3. Myofascial pain in muscles that flex the coxofemoral joint in the limited or non-weight bearing hind limb.
In this situation the coxofemoral joint is held in slight to moderate flexion by activation of the hip flexors. This is accomplished by low-level muscle contractions in the iliopsoas (m. psoas major and m. iliacus), m. sartorius, m. tensor fascia latae, and m. rectus femoris. The low-level muscle contractions never allow adequate rest for first recruited muscle fibers resulting in overload and the formation of MTrPs. This is a common complication of the postoperative stifle patient and can produce add to and/or maintain severe and even non-weight bearing lameness. It also possible for these muscles to be overworked during ambulation by increased hip flexion needed to move the limb forward without adequate stifle extension.
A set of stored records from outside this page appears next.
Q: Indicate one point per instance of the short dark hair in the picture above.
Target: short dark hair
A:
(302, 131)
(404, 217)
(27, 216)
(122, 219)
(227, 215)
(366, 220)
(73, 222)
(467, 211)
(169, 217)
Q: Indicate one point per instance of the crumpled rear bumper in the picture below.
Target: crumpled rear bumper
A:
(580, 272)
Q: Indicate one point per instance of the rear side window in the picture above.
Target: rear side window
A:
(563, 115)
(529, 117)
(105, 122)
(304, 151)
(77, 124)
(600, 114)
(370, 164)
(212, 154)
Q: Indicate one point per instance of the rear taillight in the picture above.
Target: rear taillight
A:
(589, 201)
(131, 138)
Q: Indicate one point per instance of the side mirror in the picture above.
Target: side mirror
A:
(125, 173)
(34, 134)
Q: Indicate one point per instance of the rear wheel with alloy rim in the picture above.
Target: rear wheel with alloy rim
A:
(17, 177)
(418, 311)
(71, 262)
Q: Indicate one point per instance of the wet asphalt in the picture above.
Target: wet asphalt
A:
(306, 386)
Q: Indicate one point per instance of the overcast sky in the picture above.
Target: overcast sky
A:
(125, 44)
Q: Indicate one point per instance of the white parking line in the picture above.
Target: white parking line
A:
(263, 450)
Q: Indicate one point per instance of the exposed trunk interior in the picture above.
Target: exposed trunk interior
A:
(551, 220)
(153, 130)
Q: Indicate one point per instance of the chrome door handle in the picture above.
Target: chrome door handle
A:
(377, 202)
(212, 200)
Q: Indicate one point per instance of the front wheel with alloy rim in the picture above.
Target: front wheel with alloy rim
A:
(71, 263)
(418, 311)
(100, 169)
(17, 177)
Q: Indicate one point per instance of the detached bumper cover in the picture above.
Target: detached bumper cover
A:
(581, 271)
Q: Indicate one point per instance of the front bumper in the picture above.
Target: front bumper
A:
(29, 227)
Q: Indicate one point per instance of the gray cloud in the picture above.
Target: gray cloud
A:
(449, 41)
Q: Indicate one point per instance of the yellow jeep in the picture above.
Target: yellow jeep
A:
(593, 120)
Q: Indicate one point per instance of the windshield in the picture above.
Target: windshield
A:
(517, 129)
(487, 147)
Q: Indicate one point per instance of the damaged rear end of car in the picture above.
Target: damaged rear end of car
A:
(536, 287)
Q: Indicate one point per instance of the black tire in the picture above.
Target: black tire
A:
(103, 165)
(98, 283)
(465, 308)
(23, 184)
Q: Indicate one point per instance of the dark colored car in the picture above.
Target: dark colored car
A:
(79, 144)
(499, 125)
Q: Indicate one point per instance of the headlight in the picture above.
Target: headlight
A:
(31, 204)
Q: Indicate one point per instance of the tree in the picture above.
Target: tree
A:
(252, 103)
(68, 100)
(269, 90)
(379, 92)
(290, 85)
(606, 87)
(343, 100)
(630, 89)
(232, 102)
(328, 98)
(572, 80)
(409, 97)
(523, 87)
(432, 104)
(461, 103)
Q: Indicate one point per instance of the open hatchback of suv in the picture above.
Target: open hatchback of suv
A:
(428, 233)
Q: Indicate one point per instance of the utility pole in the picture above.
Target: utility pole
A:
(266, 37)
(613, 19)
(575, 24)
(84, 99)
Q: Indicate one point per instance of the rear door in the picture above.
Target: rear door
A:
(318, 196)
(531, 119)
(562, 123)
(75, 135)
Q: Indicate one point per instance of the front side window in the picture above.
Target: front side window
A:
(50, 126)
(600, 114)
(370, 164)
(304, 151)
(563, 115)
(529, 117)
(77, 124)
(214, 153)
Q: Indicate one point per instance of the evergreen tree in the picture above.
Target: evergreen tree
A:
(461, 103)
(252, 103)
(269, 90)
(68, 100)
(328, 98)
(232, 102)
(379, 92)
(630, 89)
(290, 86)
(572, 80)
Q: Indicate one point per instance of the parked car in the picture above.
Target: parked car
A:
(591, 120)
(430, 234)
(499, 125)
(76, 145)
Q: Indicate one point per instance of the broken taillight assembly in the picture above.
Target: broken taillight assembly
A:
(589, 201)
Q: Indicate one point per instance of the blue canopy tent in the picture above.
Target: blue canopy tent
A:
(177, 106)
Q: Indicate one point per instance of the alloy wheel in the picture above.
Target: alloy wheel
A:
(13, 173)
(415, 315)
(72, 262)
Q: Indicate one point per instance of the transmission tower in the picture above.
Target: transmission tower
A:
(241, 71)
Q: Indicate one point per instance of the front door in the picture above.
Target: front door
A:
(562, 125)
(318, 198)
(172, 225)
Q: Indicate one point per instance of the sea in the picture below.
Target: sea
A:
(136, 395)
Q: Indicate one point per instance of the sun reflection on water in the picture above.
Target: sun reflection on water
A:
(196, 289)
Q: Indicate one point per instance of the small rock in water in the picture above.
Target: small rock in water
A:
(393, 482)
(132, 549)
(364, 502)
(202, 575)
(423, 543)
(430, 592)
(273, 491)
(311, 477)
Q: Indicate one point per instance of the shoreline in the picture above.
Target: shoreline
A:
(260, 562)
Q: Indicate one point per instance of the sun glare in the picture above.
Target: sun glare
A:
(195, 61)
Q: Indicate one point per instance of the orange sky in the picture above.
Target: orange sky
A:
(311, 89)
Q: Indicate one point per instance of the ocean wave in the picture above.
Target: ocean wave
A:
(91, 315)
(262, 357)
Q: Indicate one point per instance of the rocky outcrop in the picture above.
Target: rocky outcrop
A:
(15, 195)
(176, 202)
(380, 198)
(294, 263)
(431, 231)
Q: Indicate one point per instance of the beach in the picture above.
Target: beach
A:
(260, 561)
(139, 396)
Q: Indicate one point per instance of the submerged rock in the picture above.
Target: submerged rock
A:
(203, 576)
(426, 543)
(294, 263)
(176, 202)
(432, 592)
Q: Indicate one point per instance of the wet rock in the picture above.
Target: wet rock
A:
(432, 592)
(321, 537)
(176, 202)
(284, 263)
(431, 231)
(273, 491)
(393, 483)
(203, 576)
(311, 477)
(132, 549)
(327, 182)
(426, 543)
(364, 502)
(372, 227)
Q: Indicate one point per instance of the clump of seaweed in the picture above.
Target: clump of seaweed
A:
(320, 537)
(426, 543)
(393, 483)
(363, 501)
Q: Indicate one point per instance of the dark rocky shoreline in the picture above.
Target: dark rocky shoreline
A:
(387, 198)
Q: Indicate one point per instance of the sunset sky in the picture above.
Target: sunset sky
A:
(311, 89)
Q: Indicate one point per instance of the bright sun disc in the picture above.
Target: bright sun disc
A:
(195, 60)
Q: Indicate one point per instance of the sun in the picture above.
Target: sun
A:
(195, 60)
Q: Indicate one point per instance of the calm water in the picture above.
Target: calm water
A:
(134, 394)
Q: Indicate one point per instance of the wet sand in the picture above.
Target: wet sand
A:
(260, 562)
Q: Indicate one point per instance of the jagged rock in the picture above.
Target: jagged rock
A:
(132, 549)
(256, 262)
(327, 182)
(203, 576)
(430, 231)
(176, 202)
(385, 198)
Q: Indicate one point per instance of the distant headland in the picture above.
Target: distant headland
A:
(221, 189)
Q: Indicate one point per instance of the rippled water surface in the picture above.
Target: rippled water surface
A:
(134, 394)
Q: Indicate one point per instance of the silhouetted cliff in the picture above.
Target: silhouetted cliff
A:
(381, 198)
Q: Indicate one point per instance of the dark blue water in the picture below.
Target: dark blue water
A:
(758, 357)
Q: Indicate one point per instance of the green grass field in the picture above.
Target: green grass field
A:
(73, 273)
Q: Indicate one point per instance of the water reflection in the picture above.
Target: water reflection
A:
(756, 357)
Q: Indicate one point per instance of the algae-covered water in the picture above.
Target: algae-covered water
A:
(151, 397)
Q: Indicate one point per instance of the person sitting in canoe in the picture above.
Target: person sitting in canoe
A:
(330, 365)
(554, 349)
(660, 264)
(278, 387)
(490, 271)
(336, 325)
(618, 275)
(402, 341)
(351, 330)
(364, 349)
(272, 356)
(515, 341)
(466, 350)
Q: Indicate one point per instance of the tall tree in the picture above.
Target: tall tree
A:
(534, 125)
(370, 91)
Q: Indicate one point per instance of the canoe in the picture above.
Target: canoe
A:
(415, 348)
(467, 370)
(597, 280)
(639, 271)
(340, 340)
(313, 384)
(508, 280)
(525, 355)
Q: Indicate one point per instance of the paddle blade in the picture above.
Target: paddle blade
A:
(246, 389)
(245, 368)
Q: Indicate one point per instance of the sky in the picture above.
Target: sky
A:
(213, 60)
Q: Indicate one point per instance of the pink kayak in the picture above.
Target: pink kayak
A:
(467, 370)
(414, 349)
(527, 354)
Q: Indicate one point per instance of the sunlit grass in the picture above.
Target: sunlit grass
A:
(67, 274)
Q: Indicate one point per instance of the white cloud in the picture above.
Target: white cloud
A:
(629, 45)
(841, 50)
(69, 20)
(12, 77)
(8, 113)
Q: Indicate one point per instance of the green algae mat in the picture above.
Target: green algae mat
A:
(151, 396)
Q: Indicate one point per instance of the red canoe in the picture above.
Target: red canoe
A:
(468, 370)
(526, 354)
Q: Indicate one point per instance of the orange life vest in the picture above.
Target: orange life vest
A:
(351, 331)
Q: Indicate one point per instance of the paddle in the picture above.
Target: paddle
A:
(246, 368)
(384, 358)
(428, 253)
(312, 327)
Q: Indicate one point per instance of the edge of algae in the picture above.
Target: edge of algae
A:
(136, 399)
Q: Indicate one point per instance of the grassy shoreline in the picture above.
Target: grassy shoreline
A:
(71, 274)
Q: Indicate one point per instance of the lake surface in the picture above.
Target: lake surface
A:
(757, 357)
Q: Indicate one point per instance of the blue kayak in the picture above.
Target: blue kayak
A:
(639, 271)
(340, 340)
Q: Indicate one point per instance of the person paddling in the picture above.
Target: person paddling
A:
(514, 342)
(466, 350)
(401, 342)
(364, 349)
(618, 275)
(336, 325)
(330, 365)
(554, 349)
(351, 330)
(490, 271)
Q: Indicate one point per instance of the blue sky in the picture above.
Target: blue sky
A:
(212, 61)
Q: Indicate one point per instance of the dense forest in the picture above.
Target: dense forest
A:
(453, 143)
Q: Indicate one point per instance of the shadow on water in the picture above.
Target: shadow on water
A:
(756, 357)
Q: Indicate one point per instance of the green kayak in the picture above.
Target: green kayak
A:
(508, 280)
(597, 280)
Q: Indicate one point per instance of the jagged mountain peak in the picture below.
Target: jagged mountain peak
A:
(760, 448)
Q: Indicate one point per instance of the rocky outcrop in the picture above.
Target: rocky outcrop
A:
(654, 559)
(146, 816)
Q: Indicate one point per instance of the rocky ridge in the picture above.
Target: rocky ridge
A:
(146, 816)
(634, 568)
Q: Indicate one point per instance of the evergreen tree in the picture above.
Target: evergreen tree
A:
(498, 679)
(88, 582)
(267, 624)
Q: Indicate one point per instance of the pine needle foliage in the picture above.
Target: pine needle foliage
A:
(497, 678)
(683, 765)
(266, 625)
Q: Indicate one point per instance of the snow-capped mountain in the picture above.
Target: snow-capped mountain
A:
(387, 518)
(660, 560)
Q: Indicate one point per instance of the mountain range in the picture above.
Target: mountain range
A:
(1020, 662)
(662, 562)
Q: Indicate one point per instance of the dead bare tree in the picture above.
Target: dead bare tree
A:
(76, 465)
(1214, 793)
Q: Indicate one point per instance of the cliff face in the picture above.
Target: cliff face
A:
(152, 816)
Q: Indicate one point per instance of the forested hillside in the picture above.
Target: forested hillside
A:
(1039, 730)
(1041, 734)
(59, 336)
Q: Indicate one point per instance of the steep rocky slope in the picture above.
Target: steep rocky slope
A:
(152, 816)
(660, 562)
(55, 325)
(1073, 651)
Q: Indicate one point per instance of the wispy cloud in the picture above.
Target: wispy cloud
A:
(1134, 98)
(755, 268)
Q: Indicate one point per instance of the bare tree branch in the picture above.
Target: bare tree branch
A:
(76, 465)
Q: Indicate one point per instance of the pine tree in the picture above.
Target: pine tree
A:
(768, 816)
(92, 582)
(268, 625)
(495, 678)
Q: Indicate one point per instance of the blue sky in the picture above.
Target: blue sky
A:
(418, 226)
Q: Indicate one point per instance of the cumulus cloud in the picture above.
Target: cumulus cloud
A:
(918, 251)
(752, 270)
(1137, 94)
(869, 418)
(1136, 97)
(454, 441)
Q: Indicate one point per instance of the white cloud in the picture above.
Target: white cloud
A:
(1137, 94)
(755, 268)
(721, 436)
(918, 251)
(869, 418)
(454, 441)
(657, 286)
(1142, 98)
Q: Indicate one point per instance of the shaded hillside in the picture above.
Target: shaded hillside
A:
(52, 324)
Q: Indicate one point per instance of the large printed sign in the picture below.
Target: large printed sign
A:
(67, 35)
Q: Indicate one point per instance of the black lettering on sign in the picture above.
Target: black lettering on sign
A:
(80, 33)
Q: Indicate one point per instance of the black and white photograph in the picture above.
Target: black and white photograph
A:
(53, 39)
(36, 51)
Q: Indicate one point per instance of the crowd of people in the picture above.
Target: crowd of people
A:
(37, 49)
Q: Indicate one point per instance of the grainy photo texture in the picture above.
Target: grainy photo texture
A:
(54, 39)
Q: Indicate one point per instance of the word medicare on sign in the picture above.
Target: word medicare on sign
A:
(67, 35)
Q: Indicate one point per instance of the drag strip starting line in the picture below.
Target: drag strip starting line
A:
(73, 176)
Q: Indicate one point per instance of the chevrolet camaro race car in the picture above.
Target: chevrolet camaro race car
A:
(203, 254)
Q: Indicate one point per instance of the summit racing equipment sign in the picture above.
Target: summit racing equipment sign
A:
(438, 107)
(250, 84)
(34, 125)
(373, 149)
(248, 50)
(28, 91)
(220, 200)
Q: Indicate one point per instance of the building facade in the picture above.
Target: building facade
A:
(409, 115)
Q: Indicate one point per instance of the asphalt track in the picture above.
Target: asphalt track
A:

Myofascial Trigger Point Therapy
• Trigger point dry needling – MTrP
• Trigger point injections
• Manual trigger point release and massage
• Therapeutic Laser
• Extracorporeal Shockwave
• Pulsed Electromagnetic Field therapy (PEMF)
Conclusion
The possibilities regarding the occurrence of myofascial pain in the rehabilitation patient are limitless. Thorough routine myofascial examination is needed so that proper supportive therapy can be instigated. Reducing the overall pain burden aides in the overall management of pain and thus in the rehabilitation patient accomplishment of goals.